Las bonificaciones son uno de los elementos tácticos más interesantes del ciclismo en ruta, aunque muchos aficionados no los conocen en profundidad. Consisten en segundos que se descuentan del tiempo acumulado del corredor en la clasificación general. Cuantos más segundos de bonificación se consigan, mejor posición en la general, incluso si el corredor no fue el más rápido en el tiempo bruto.
Este sistema añade una capa extra de complejidad táctica a las carreras. Un corredor que va primero en la clasificación general puede ver cómo un rival reduce diferencias no solo escapándose en la montaña, sino también ganando bonificaciones en las metas volantes o en las llegadas de etapa. Por eso, los grandes equipos deben vigilar no solo los tiempos, sino también los sprints intermedios.
Las bonificaciones se otorgan en dos momentos principales: en las metas volantes (puntos intermedios del recorrido donde el primero en pasar recibe algunos segundos) y en la llegada de cada etapa (los primeros clasificados reciben mayor cantidad de segundos). Las bonificaciones de etapa son siempre mayores que las intermedias.

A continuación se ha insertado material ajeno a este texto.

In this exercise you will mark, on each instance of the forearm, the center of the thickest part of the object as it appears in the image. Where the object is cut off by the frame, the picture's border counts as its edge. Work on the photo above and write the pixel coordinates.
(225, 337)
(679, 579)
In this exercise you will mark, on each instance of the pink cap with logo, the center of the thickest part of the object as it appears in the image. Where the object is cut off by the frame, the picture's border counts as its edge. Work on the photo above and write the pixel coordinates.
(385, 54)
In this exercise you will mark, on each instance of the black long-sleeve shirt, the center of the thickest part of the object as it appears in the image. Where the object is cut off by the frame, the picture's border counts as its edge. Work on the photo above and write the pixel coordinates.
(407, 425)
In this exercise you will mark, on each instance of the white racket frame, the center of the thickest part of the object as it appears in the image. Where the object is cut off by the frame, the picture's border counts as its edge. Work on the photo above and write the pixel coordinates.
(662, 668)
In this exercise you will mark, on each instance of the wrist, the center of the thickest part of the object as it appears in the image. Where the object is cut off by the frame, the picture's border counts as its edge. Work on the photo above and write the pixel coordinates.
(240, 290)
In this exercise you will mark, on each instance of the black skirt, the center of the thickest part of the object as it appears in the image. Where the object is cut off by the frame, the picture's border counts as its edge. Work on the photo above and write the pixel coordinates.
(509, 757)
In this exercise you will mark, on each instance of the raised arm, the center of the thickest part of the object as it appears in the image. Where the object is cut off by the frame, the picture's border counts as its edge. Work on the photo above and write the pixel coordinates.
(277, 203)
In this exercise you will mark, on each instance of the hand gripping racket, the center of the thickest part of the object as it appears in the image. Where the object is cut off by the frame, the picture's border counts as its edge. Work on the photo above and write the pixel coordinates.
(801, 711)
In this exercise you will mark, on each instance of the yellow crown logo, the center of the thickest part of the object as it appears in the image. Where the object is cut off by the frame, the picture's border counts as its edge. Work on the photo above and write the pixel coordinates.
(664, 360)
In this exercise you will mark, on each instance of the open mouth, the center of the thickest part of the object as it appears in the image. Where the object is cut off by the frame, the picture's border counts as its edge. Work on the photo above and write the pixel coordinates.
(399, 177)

La importancia táctica de las bonificaciones
En carreras muy igualadas, unas pocas bonificaciones pueden marcar la diferencia entre ganar o perder. Un corredor que sume 20 o 30 segundos en bonificaciones a lo largo de una semana puede remontar diferencias que de otro modo habrían requerido fugas espectaculares en montaña.
Diferencias entre carreras
No todas las carreras aplican el mismo sistema. Algunas competiciones eliminan las bonificaciones para que la clasificación general dependa únicamente de los tiempos cronometrados. Otras, especialmente las de una semana, aumentan las bonificaciones para fomentar el ataque y la competición desde el primer día.